Mention of the tundra prompts images of animals like the polar bear and vast, barren landscapes. While these images are true, a great deal more encompasses the tundra. The area is filled with plants and animals found nowhere else on the planet, despite being one of the harshest environments.
The arctic tundra exists only in the northern regions of the Earth, mostly north of the Arctic Circle. Arctic tundra is found in Canada, northern Alaska and the Siberian regions of Russia. The tundra is south of the area permanently covered by ice and north of the regions in which trees can grow. No tundras exist at southern latitudes. Alpine tundras exist throughout the world, wherever there are mountains tall enough that trees cannot grow at higher elevations.
There are two main types of tundra: the arctic tundra and the alpine tundra. The arctic tundra is by far the larger, in terms of land area. Circling the North Pole and extending over all land down to the northern limits of the tree line, the arctic tundra is made up of flat expanses of low-growing plants. With a short period (usually about 50 to 60 days) of temperatures above the freezing point, only a very brief growing season is possible in the arctic tundra. Alpine tundras exist on tall mountains, above the level where trees can grow. The altitude of this type of tundra is determined by the surrounding environment, but the features of low grasses and flowering plants are similar for all alpine tundras.
The tundra is first identified by its extremely cold temperatures. The landscapes of the tundra are shaped by frost, and the temperatures remain low throughout the year. Due to the harshness of the environment, there are no trees and little diversity of plant life. Soils are poor in the tundra and growing seasons are short. The natural population of the tundra varies drastically throughout the year.

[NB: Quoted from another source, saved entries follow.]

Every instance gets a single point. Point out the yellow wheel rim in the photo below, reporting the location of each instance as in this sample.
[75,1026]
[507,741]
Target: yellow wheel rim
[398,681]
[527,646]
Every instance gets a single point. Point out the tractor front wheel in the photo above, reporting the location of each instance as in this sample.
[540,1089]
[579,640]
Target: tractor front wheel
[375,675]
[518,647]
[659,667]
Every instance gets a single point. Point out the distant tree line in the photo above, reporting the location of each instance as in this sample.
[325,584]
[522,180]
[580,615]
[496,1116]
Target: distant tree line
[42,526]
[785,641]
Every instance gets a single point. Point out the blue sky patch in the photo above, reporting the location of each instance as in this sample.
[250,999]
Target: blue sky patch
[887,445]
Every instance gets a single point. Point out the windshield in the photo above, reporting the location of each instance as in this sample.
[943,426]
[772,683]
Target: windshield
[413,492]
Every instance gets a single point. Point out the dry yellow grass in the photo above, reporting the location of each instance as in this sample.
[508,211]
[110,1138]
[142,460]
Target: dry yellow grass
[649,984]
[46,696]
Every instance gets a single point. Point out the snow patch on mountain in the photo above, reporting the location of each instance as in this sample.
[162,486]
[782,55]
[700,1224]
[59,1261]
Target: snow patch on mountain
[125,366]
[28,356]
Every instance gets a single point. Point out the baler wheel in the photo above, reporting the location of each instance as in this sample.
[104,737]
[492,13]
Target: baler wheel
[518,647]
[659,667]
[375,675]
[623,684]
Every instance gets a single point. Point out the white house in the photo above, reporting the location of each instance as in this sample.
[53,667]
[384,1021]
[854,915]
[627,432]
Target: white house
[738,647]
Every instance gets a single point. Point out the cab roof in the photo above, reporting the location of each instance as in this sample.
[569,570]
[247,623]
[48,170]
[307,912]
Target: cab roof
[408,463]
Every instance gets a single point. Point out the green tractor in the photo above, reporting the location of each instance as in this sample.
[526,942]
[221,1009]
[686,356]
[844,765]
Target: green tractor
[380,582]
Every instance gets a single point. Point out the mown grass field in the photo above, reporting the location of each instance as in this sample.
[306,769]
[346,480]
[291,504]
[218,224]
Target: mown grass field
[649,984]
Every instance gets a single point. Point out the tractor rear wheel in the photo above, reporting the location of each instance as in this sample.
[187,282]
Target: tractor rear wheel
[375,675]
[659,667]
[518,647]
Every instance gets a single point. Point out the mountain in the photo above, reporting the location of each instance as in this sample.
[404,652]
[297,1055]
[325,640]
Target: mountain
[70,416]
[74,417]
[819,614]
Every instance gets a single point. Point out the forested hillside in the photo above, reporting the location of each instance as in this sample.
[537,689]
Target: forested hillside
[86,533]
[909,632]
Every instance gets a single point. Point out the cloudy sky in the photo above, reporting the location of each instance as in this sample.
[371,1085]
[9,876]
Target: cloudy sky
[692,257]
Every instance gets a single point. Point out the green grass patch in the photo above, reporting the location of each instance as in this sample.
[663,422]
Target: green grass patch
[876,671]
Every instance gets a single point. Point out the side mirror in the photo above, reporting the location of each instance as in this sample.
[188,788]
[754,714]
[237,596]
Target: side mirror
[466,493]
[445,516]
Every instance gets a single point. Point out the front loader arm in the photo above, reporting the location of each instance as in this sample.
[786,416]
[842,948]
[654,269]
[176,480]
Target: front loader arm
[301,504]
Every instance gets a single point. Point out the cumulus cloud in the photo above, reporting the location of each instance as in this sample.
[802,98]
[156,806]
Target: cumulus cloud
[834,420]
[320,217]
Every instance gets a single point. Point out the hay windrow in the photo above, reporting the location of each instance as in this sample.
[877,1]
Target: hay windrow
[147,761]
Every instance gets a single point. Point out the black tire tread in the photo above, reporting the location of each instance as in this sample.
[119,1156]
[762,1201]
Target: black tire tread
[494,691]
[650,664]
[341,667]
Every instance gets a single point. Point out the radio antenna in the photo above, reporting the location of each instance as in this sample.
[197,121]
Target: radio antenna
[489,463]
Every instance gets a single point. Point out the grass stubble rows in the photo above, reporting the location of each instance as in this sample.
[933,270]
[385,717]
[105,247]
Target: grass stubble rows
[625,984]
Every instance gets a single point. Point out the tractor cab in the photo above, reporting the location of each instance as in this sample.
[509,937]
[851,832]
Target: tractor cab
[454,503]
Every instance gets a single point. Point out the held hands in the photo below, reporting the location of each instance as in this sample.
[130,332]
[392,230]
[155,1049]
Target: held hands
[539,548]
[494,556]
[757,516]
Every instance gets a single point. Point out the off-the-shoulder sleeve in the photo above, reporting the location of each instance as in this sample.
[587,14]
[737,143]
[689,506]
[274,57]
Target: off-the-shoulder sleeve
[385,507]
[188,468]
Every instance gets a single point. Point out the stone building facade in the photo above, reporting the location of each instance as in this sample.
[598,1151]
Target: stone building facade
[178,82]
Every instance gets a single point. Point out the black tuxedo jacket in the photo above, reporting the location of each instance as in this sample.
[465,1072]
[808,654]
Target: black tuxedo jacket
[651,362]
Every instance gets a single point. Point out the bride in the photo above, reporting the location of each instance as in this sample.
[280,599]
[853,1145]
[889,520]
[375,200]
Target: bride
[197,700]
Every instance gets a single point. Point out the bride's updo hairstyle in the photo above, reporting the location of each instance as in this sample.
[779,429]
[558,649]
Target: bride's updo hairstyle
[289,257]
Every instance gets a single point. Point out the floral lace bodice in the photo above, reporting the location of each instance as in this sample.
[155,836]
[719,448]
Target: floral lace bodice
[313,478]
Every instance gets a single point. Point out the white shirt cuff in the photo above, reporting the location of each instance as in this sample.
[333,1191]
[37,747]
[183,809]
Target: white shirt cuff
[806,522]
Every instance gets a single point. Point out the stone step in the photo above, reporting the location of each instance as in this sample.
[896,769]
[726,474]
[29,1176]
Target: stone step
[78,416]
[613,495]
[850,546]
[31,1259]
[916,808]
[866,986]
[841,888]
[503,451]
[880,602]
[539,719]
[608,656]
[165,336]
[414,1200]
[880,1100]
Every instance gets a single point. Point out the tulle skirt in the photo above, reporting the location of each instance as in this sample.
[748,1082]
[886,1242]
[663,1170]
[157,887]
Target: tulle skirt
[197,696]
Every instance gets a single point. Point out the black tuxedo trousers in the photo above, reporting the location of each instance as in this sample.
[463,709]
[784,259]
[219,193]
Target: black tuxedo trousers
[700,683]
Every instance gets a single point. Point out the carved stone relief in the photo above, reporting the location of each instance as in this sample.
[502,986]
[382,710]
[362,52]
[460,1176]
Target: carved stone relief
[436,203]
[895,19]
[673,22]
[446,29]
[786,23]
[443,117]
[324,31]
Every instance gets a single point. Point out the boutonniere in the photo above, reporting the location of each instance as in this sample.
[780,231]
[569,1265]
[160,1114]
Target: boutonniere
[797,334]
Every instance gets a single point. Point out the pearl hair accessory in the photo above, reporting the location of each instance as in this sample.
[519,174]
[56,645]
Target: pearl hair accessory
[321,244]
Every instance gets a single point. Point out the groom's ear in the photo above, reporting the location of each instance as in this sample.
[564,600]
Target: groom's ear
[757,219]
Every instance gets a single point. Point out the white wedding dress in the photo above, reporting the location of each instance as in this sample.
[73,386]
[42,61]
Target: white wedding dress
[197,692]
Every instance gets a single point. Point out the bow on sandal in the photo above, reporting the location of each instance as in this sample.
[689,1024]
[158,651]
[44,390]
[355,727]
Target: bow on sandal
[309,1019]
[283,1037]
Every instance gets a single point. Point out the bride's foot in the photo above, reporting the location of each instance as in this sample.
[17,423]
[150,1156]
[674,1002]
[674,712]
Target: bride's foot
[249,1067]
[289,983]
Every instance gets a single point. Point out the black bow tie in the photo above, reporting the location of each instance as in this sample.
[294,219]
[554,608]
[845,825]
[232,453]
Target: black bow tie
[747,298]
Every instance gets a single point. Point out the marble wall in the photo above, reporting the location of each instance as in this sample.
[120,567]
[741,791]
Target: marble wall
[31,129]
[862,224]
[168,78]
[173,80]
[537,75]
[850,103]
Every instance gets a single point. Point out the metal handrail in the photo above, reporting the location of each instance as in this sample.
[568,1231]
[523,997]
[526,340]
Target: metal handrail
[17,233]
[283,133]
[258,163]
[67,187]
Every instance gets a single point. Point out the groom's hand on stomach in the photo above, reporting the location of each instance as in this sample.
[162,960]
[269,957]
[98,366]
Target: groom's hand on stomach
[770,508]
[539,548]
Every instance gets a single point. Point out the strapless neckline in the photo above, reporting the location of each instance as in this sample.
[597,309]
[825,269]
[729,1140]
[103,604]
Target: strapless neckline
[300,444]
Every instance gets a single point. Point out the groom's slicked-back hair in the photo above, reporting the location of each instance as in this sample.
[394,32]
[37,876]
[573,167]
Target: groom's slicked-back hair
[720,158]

Despite the cold and harsh environment, tundras are full of animal and plant life. Land animals of the tundra include the arctic fox, caribou, musk ox, lemming and polar bear. Among the many birds of the tundra are the gyrfalcon, rock ptarmigan, snowy owl and tundra swan. Plant life on the tundra tends to be hardy and stunted in height. Many of the plants grow between rocks, where they have some shelter from the elements; dark red leaves of the plants absorb as much sunlight as possible. Several types of grasses, lichens and flowering cushion plants live on the tundra.
Tundra life is also extremely susceptible to outside disturbance. Any destruction of groundcover results in the melting of the permafrost layer beneath the surface. Without the permafrost, the ground can collapse. Due to the short growing season, plant life in the tundra cannot easily rebound from any destruction. Degradation, therefore, lasts for years.